NASCAR Revamps Qualifying Format

Article Written By: Chris Caraveo

Robert Laberge/Getty Images for Texas Motor Speedway

Robert Laberge/Getty Images for Texas Motor Speedway

NASCAR announced a brand new qualifying system Wednesday in an attempt to create a more appealing experience for everyone involved, especially fans who come to the track to watch the session. Instead of seeing one car make left turns for two laps, fans will get to watch multiple cars at the same time as a result of the new NASCAR qualifying format.

“Heck, I’m all for anything that makes it fun not only (for) the fans but the drivers and teams, too,” said driver Clint Bowyer of Michael Waltrip Racing, via Fox Sports. “This is really going shake things up on Fridays — in a good way. I’m all for it. It’s time we go out and get the 5-hour Energy Toyota a darn pole.”

The top three series in NASCAR, Sprint Cup, Nationwide, and Camping World Truck, will adhere to the system.

Here is a quick rundown of the new format:

Tracks 1.25 miles or greater

– All cars will have 25 minutes to log in at least one lap. The 24 fastest cars advance to the second round. Drivers not advancing will fill positions 25-43.

– The 24 cars in the second round will have 10 minutes to record a lap time. The top 12 will advance to the final round. Positions 13-24 are filled by the remaining cars.

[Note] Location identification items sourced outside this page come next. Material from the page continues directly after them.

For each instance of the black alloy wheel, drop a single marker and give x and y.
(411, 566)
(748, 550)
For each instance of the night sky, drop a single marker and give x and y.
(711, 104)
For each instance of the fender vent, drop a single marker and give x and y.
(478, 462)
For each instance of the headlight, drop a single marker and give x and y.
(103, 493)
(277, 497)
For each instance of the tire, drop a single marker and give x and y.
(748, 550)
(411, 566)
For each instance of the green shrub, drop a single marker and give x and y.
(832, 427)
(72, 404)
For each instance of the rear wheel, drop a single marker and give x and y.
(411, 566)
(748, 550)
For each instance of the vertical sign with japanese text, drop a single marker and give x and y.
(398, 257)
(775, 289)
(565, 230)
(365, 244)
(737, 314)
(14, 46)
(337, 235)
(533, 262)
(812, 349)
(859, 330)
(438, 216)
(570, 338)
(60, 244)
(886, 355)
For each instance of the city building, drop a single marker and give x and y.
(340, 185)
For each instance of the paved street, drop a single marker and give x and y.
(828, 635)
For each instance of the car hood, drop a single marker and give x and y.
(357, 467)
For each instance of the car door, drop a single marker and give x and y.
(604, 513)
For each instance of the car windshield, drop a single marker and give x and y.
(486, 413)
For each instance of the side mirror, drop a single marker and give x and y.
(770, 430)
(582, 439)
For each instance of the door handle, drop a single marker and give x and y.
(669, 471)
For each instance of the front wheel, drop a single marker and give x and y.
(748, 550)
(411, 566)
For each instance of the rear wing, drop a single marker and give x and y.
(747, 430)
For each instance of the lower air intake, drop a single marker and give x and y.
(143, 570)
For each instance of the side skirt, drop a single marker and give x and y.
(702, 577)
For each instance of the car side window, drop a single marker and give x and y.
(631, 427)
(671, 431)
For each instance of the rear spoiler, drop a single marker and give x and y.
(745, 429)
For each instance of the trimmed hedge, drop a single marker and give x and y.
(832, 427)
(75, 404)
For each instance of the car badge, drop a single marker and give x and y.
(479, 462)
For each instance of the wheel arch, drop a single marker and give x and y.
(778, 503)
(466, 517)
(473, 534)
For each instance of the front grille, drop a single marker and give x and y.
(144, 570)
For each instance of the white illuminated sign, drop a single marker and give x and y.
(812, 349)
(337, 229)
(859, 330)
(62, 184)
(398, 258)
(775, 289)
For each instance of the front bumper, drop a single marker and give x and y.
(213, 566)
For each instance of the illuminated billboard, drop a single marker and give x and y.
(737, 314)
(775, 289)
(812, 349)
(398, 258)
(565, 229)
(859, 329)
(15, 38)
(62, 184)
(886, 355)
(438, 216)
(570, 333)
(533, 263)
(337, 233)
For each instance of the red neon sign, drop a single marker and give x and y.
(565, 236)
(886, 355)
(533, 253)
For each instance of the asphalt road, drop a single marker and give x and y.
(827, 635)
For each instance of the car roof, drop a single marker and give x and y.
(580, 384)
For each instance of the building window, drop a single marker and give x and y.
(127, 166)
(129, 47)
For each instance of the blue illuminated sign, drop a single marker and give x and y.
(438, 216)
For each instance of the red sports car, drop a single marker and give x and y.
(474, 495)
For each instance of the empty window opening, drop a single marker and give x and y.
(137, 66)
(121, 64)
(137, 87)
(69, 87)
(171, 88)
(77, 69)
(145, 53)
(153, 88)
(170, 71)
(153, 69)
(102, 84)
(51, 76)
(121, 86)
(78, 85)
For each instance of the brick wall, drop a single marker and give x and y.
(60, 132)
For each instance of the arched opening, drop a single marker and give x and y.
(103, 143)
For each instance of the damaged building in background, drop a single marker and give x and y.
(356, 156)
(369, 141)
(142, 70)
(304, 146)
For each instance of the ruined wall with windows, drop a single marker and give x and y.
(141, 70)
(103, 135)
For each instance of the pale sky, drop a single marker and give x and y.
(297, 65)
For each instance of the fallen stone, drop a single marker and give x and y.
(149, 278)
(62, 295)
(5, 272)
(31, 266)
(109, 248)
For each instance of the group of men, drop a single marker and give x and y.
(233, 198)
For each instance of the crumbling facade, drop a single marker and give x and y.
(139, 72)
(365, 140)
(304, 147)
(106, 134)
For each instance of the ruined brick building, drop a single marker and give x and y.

– The 12 cars in the final round will complete the starting lineup with a five-minute session.

Tracks less than 1.25 miles

– Unlike at tracks 1.25 miles or greater, the second round will not be in effect. The first round will go for 30 minutes, and the 12 fastest drivers will advance to the final round.

– They will then have 10 minutes in the final round to run at least one timed lap.

Fortunately the Daytona 500 qualifying format will not be changed. There will still be regular qualifying and the two Duels will take place.

Also, non-points races will not be affected by the changes. This is good news for the All-Star Race in Charlotte, which already has its own unique qualifying rules.

The new style goes beyond what the Sprint Cup and Nationwide Series had used previously for road-course qualifying. Instead of having separate groups running laps all cars will have simultaneous access to the track.

It will be interesting to see what teams do during each round. They will most likely be concerned with spacing and could devise plans–especially in the 25 or 30 minute first round–of when they will send their cars out.

The season has yet to begin but these changes have already brought excitement and anticipation for some racing.